Calabria
Omicidio sul lungomare di Falerna, il pentito: ”Correva, ma l’ho raggiunto. Ero più allenato”.

Parla l’uomo che ha deciso di collaborare la giustizia mosso dall’amore per i propri figli.
CATANZARO – “I Cannizzaro volevano eliminare tutti i componenti della famiglia Torcasio”. A svelarlo ai magistrati della Dda di Catanzaro è stato il collaboratore di giustizia Gennaro Pulice le cui dichiarazioni sono alla base degli arresti scattati ieri nei confronti dei fratelli Bruno e Alfredo Gagliardi accusati dell’omicidio di Vincenzo Torcasio avvenuto nel luglio 2003 sul lungomare di Falerna. Anche quest’omicidio rientrerebbe, stando alle parole del pentito, nella strategia messa in atto dalle cosche federate Iannazzo-Cannizzaro-Da Ponte.
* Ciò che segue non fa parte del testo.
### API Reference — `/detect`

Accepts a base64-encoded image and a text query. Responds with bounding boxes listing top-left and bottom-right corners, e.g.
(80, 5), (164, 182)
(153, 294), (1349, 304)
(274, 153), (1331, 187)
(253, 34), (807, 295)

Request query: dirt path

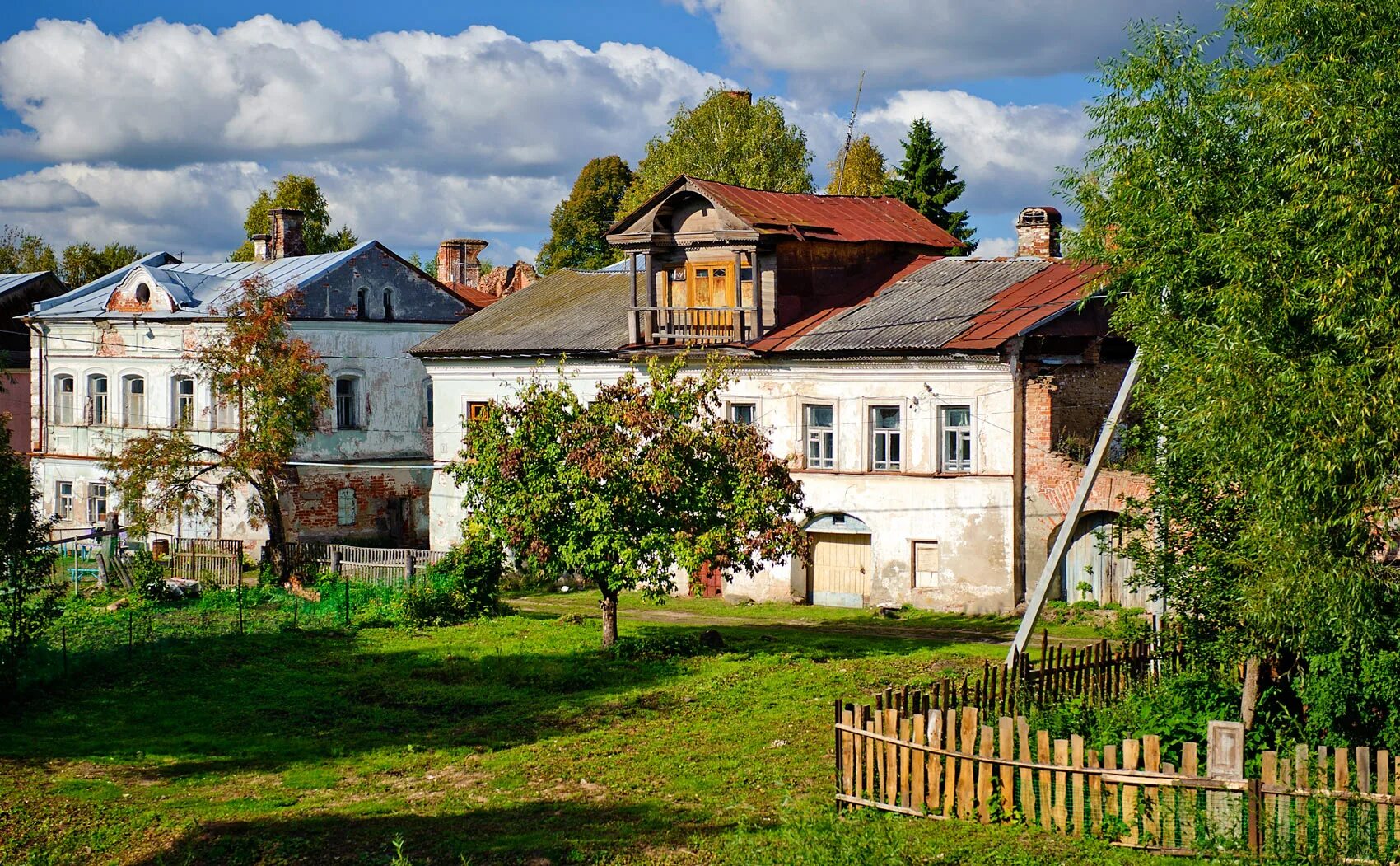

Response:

La famiglia Torcasio doveva essere eliminata poiche’ ritenuta responsabile dell’omicidio di Peppe Cannizzaro. “Vincenzo Torcasio – ha dichiarato Pulice – non era negli obiettivi da attaccare, negli obiettivi da eliminare”. Una seconda linea che pero’ dopo la morte del boss Antonio Torcasio “cominciava comunque ad essere un pericolo”. Da qui la decisione di ucciderlo.
E’ proprio Pulice a fare da killer, dopo un primo colpo, racconta, “ho visto che lui e’ riuscito a girarsi e a scappare, quindi io ho scavalcato il muro e gli sono corso dietro. Preciso che io sono una persona molto veloce. Sono una persona che comunque ha sempre fatto ginnastica, sono una persona che ha sempre partecipato a gare agonistiche anche di corsa, quindi, di fatto, la sua preparazione rispetto alla mia era pessima, io l’ho raggiunto, l’ho sparato comunque a una distanza di una ventina di metri e credo di averlo colpito comunque. Tutti i colpi li ho scaricati e sicuramente l’avrò colpito nella parte posteriore del corpo”. Pulice un mese dopo essere stato arrestato nell’operazione “Andromeda” ha scelto di collaborare con la giustizia. Una scelta ha dichiarato nel suo primo verbale “dettata essenzialmente dalla volontà di assicurare un futuro migliore ai miei due figli e dalla necessità di metterli a riparo da eventuali azioni lesive nei loro confronti”.
Il collaboratore racconta di aver “sempre vissuto in un contesto criminale in quanto mio padre, che era un imprenditore nel campo della commercializzazione del ferro, fu ucciso il 24 maggio del 1982 a Lamezia Terme quando io avevo solo tre anni e mezzo; fu ucciso accidentalmente, in quanto aveva provocato la morte di un componente della cosca Bellocco nell’ambito di un sinistro stradale”. Una vita segnata dalla violenza, cosi’ ancora minorenne Pulice viene arrestato per detenzione di parti di arma da fuoco. Inizia da la’ la sua carriera criminale che lo portera’, dieci anni piu’ tardi, ad avere la dote della “santa”. Pulice non e’ stato solo un killer spietato, lui stesso ha ammesso di aver svolto “attivita’ di riciclaggio per conto di altri soggetti della criminalita’ organizzata e non solo, attivita’ operata prevalentemente in Svizzera cosi’ come ho una societa’ in Slovenia; tali societa’ sono strumentali alla realizzazione delle movimentazione dei capitali estero su estero; inoltre tali societa’ sono spesso strumentali anche alla realizzazione di vere e proprie truffe ai danni degli istituti di credito”.
Pulice e’ a conoscenza del passato della ‘ndrangheta lametina, ma potrebbe aiutare gli inquirenti a capire anche il presente. Quest’estate, sentito dagli investigatori della Mobile, ha detto: “Attualmente Lamezia Terme e’ una piazza “libera” a seguito delle varie operazioni di polizia che si sono succedute negli ultimi anni ma comunque sono a conoscenza che vi sono soggetti che non sono stati arrestati o che comunque sono liberi i quali stanno cercando di ricostituire nuove strutture criminali sulle macerie di quelle esistite”. Nuove leve, aggiunge, che pero’ “sono certamente destinate a diventare in futuro i referenti criminali visto che in questi ultimi anni hanno acquisito il curriculum necessario”.